Reporters on the Job

• TELL THE BOSS FIRST: Relations between Pakistan and Afghanistan have been strained by an Aug. 9 Monitor story that Afghan spies have spotted Al Qaeda setting up two new bases in Pakistan (page 1). But the Monitor's Scott Baldauf was chagrined to learn that his story also resulted in an Afghan military intelligence chief losing his job.

A British television reporter went to Konar Province to follow up on Scott's story. But the reporter discovered that the regional intelligence chief, Brig. Rahmatullah Rawand, had been fired and sent to a different province.

"The interpreter who accompanied the British reporter told me today that the brigadier's sin wasn't that the information was wrong.

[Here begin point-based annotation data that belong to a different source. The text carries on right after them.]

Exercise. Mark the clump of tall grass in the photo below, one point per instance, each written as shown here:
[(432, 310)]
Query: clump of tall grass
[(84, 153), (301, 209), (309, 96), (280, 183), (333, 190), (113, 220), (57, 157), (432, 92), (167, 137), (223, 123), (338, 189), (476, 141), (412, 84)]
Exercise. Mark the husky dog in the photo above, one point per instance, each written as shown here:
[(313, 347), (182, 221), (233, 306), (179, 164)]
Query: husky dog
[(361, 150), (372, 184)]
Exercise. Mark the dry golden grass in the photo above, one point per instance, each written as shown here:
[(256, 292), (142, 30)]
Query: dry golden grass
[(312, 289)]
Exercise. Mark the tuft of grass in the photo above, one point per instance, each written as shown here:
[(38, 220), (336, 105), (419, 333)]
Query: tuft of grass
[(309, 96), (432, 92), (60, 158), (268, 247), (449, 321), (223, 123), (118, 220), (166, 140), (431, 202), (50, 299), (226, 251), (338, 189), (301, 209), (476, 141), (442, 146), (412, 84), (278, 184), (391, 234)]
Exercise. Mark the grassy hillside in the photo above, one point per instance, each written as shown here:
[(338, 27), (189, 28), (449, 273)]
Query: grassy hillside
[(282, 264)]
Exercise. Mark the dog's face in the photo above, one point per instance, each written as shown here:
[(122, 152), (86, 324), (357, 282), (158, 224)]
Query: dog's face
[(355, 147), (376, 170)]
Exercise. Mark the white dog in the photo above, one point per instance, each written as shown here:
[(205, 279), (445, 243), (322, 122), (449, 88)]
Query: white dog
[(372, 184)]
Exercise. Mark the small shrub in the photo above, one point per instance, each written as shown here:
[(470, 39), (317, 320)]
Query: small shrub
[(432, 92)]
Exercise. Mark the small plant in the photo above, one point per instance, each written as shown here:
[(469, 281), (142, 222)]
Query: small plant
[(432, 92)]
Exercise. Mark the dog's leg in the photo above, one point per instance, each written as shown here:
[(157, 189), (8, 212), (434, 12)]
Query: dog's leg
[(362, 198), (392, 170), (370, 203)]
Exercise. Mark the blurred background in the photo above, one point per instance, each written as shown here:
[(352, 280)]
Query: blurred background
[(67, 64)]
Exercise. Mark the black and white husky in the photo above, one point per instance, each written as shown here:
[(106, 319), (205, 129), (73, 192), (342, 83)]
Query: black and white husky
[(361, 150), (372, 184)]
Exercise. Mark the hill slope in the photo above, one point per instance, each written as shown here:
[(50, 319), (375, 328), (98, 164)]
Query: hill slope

He was punished for telling the Monitor about the Al Qaeda bases before telling his own boss," says Scott. The Brigadier's underlings in Konar did verify the report to the British reporter.

• HIGHWAY BRIBERY: Today's story from the Indonesian province of Aceh, is in part about the difficulty that civilian institutions are having in controlling the Indonesian military (page 7). Reporter Dan Murphy got a taste of that first hand while riding in a car with three Aceh legislators.

"We were discussing this very problem, and the car was stopped at a military roadblock. The military sets these up periodically and unpredictably to look for rebels. The soldiers questioned the driver briefly about our comings and goings, and then the driver handed a soldier a small bribe, no more than a couple of dollars.

"Elsewhere in Indonesia, the police might pull you over on the pretense of a traffic violation and ask for money. But only in Aceh would a public official feel the need to pay a bribe to get past a military checkpoint," says Dan.

– David Clark Scott

World editor

Cultural snapshot

SRI LANKA SIP:US Deputy Secretary of State Richard Armitage is the highest ranking US official to visit Jaffna, Sri Lanka, since the 1950s. In addition to sampling the local coconut milk, he's there backing the government's efforts to end a two-decade-long civil war with the Tamil Tiger separatists.